There are also multilateral treaties which give individuals locus standi in the tribunals or courts formed under such treaties. A classic example is the Treaty for East African Co-operation (the Treaty)between Kenya, Tanzania and Uganda. The Treaty creates the East African Court of Justice (EACJ), which came into operation on 30th November 2001 with the initial jurisdiction of interpreting the Treaty which, among others, provides that:
…..any person who is a resident in a Partner state may refer for determination by the Court , the legality of any Act, regulation, direction, decision or action of a Partner State or an institution of the Community on the grounds that such Act, regulation, direction, decision or action is unlawful or is an infringement of the provisions of this treaty.
Thus both a natural and a legal person can access the EACJ. Only four references have been made to the EACJ since its inception and all of them by under this article and have been decided in favour of the natural or legal persons. Currently there is another reference pending before the EACJ filed by the East African law Society against the three Attorneys General of the three East African Countries challenging the amendments made to the Treaty.
5. CONCLUSION:
I submit that Article 34 of the Statute of the International Court of Justice, which allows only States to be parties before it, should be amended to accommodate natural and legal persons to be parties in matters of enforcing the Convention.
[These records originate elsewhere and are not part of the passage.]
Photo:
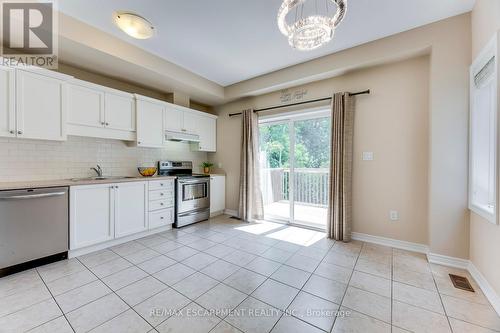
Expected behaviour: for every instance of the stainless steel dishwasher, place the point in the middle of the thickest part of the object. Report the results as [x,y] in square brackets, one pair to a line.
[33,228]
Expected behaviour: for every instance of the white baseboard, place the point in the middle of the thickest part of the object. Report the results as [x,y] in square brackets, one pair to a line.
[440,259]
[488,291]
[398,244]
[231,212]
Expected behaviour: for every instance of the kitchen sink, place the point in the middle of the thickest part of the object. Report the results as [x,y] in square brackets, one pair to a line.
[101,178]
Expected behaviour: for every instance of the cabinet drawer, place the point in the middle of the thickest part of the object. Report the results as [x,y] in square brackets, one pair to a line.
[161,204]
[161,217]
[161,184]
[161,194]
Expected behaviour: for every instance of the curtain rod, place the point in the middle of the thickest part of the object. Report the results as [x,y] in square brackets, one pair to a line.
[300,103]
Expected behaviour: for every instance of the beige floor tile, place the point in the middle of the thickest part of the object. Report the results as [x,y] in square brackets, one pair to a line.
[69,282]
[314,310]
[340,259]
[60,269]
[473,313]
[302,262]
[128,248]
[350,321]
[276,254]
[221,299]
[375,268]
[156,264]
[368,303]
[141,290]
[459,326]
[275,293]
[417,319]
[422,298]
[192,316]
[30,317]
[417,279]
[124,278]
[58,325]
[110,267]
[195,285]
[288,324]
[96,313]
[199,261]
[161,306]
[245,281]
[80,296]
[239,258]
[244,316]
[23,299]
[128,321]
[330,290]
[263,266]
[371,283]
[291,276]
[173,274]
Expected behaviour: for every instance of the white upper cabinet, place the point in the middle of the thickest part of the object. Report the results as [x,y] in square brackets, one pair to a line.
[40,105]
[150,114]
[119,111]
[98,111]
[174,119]
[7,102]
[85,106]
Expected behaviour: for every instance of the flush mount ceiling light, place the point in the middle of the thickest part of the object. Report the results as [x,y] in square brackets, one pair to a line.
[309,32]
[134,25]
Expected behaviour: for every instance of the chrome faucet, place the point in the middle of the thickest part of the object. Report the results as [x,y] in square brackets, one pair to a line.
[98,170]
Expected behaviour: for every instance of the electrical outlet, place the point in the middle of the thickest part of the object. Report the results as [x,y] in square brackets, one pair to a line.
[394,215]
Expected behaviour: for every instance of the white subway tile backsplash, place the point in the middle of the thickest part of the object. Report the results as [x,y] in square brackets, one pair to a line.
[42,160]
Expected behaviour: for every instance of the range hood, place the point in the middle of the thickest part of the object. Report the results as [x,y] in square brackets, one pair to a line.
[181,137]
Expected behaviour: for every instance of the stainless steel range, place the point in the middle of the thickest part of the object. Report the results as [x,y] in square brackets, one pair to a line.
[192,199]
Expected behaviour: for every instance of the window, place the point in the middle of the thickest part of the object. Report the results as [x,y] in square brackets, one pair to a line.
[483,134]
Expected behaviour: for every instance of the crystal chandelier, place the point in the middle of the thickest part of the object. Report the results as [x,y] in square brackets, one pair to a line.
[310,32]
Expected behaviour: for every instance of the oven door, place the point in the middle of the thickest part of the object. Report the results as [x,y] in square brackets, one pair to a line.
[193,194]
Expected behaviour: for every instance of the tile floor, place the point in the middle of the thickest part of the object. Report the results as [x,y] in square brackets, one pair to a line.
[227,276]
By so doing the Court will be empowered to safeguard the future of the two billion children and generations yet to be born.
The Convention on the Rights of a child safeguards the rights of the child who must first know of its existence. Then the child has to be assured that its own state will respect and implement the Convention and that there is an international authority which can compel the State to do so. In that way it will be inculcated in the mind of the child the duty to respect international law and that will ensure world peace.